Cat Shows Discomfort

If your cat is persistently pawing at the ear, showing sensitivity to touch, or exhibiting behavioral changes such as irritability or loss of appetite, it’s important to seek veterinary help. These signs indicate that your cat is uncomfortable, and there could be an underlying issue causing the black gunk in the ear. As a vet, I can attest to the importance of paying attention to these behavioral cues says VetDerm.

Unsuccessful Home Remedies

If you’ve tried cleaning your cat’s ears at home or using over-the-counter remedies without success, it’s time to consult a vet according to VCA Animal Hospitals. Sometimes, the issue may be more severe than it appears and requires professional medical intervention. I’ve encountered many cases where home remedies have not been enough to resolve the issue, and timely medical treatment has been key.

Remember, when in doubt, it’s always best to seek veterinary advice. As a vet, I can provide the best diagnosis and treatment options based on your cat’s specific needs and condition.


Q: What are the symptoms of ear problems in cats?

A: The common symptoms of ear problems in cats include ear discharge or wax build-up, frequent head shaking or scratching, foul odor coming from the ear, redness or swelling around the ear canal, and sensitivity or pain when the affected ear is touched or rubbed.

Q: How do I diagnose my cat’s ear problem?

A: If you suspect your cat has an ear problem or ear infection, it is best to take them to a vet to get a proper diagnosis. The vet may perform a physical examination and take a sample of the ear discharge for analysis to determine the underlying cause of the problem.

Q: What are ear mites in cats?

A: Ear mites are tiny parasites that live on the skin and hair inside the ear canal of cats. They feed on the cat’s blood and tissue fluids and can cause irritation, inflammation, and secondary infections if left untreated.

Q: What are the common signs of ear mites in cats?

A: The common signs of ear mites in cats include frequent head shaking or scratching, dark brown or black discharge from the ear, foul odor coming from the ear, and redness or swelling of the ear canal.

Q: How do I treat ear mites in cats?

A: Treatment for ear mites in cats usually involves the use of prescription ear drops or topical ointments that contain insecticides. Regular ear cleaning will remove the debris caused by ear mites.

Q: Can ear mites be prevented in cats?

A: Regular ear cleaning and routine vet check-ups can help prevent ear mites in cats. It is also important to keep your cat’s bedding and environment clean and free from pests.

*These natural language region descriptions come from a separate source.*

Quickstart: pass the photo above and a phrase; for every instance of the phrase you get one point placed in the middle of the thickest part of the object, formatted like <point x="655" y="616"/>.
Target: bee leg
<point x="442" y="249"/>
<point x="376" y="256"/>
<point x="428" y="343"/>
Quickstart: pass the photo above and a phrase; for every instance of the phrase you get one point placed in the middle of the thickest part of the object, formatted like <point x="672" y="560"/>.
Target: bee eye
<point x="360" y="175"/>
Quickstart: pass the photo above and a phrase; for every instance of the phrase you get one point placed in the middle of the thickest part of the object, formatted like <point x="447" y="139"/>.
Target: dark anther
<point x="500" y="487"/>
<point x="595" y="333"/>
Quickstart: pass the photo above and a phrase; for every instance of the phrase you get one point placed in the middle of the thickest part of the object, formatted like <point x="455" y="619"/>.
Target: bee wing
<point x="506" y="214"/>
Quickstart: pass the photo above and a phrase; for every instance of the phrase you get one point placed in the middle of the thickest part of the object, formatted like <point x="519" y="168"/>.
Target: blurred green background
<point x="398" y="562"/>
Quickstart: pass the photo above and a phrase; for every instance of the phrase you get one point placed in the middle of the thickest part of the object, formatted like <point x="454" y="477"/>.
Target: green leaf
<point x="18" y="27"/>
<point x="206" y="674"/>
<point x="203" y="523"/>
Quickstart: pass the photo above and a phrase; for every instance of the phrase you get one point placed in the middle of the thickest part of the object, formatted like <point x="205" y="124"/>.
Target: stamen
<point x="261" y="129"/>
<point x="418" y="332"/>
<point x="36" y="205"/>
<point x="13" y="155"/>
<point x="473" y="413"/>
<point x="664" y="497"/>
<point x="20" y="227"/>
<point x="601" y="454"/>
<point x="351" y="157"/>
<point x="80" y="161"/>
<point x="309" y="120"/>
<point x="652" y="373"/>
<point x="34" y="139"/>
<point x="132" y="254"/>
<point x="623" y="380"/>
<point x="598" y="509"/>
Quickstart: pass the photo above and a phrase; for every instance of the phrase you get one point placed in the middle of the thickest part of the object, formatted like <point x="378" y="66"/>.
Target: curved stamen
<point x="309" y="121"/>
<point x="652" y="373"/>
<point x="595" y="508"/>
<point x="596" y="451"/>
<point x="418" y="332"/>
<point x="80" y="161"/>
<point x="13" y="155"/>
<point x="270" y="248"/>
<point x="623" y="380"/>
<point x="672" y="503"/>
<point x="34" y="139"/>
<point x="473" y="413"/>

Q: Can I clean my cat’s ears at home?

A: Yes, you can clean your cat’s ears at home using specially formulated ear-cleaning solutions or by wiping the outer ear with a soft cloth. However, if your cat has ongoing ear problems or an ear infection, it is best to consult with a vet before attempting any at-home treatment.

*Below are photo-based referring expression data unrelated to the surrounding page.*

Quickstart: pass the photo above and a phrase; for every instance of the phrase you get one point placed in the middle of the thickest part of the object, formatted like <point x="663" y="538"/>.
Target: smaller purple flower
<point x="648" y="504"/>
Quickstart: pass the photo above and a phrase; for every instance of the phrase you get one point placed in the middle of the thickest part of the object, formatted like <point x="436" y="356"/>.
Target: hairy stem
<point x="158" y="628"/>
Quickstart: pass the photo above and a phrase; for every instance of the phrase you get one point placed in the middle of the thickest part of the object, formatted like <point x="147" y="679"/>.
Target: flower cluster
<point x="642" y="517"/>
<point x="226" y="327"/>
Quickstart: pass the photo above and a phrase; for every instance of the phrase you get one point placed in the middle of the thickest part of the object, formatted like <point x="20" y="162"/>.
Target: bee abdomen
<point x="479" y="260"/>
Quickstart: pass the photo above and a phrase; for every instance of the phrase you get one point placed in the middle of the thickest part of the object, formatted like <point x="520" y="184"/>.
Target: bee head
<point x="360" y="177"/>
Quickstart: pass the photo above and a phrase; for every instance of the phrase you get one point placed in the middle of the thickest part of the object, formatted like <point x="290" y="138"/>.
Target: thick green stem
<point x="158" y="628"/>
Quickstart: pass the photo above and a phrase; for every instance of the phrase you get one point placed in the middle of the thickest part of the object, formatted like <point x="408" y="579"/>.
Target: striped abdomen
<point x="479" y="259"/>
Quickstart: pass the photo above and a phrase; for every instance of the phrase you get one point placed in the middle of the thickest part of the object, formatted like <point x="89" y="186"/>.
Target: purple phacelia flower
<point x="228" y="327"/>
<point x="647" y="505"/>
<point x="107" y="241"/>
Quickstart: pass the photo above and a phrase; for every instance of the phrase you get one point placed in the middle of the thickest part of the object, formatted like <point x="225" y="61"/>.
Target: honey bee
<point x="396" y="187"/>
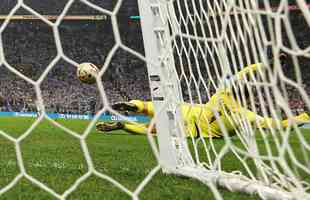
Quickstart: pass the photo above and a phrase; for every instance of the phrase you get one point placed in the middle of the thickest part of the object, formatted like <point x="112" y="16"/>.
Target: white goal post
<point x="190" y="46"/>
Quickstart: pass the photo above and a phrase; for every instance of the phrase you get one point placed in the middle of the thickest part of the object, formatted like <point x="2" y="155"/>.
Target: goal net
<point x="230" y="69"/>
<point x="199" y="54"/>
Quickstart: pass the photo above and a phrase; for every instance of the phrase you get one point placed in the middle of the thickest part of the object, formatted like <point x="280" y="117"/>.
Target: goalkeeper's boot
<point x="125" y="106"/>
<point x="109" y="126"/>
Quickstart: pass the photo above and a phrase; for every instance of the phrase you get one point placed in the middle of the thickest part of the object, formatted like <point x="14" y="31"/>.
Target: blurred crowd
<point x="29" y="47"/>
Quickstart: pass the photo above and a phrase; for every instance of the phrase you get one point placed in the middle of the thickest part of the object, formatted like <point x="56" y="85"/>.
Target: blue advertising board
<point x="134" y="118"/>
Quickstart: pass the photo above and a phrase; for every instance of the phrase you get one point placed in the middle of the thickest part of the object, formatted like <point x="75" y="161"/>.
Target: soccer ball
<point x="87" y="72"/>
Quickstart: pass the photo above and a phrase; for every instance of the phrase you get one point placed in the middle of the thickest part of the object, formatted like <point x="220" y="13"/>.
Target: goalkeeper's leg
<point x="127" y="126"/>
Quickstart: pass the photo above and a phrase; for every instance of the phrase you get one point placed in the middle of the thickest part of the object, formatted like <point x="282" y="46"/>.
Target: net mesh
<point x="211" y="40"/>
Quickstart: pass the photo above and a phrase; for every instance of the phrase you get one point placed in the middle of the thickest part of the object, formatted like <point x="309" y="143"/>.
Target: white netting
<point x="41" y="107"/>
<point x="210" y="40"/>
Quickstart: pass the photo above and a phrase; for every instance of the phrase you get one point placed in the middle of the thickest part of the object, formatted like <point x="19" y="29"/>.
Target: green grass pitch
<point x="56" y="159"/>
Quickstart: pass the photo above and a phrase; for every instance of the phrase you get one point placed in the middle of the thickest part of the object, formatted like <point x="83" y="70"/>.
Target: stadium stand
<point x="29" y="47"/>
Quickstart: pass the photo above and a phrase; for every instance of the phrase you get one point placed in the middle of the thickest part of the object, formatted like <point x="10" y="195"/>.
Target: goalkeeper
<point x="199" y="119"/>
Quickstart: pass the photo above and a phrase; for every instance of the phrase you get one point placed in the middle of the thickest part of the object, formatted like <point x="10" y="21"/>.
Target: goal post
<point x="191" y="47"/>
<point x="165" y="89"/>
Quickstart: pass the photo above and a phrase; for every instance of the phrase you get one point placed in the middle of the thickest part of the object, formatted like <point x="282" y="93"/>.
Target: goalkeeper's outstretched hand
<point x="125" y="106"/>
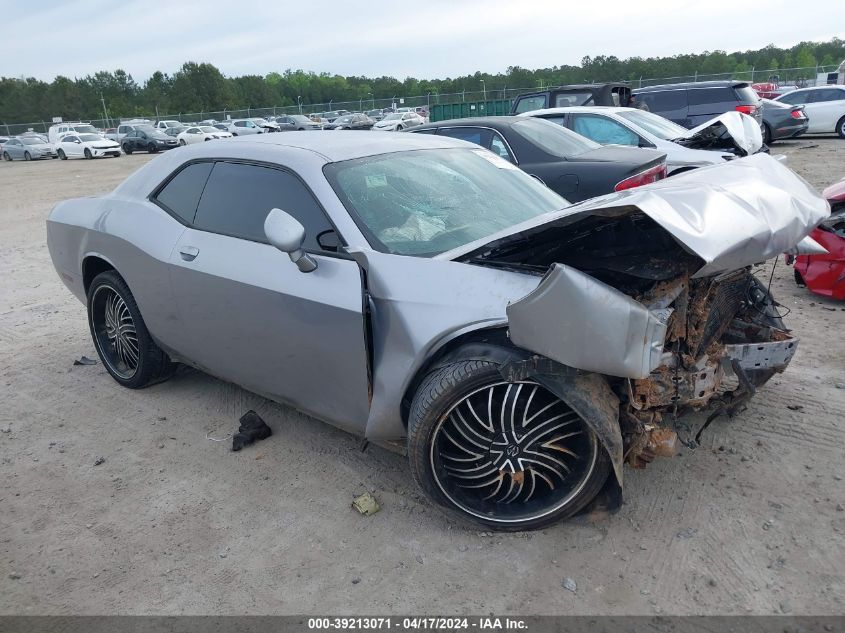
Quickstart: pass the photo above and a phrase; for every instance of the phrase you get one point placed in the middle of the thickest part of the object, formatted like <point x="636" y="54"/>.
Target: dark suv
<point x="612" y="94"/>
<point x="691" y="104"/>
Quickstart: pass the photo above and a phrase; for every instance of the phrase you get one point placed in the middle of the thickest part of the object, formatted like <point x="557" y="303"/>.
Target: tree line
<point x="201" y="87"/>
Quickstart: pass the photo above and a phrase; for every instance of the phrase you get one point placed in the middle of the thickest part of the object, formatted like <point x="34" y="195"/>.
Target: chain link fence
<point x="800" y="77"/>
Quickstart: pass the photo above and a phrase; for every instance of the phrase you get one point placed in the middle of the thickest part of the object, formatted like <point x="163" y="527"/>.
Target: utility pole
<point x="105" y="113"/>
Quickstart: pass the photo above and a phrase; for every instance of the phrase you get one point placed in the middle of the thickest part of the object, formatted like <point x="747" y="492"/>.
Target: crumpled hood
<point x="730" y="129"/>
<point x="730" y="216"/>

Q: What should I do if my cat has an ear infection?

A: If you suspect that your cat has an ear infection, you should take them to a vet for proper diagnosis and treatment. The vet may prescribe medication or recommend ear cleaning to help alleviate the symptoms of the infection.

Q: How often should I clean my cat’s ears?

A: The frequency of ear cleaning for cats depends on their individual needs and health status. It is recommended to clean the outer ear with a soft cloth or cotton ball once or twice a week, but the inner ear should only be cleaned when necessary and should be done by a vet or a professional groomer.

Conclusion and final thoughts

The cause of black gunk in your cat’s ears is not always ear mites. Other potential causes could include a yeast or bacterial infection, allergies, or simply a buildup of dirt and earwax.

It is essential to consult with your veterinarian for a proper diagnosis and treatment plan, as untreated ear issues can lead to discomfort, pain, and potentially more severe health problems for your cat.

Regular ear cleaning and maintenance can also help prevent the buildup of debris and gunk in your cat’s ears and keep them healthy and comfortable.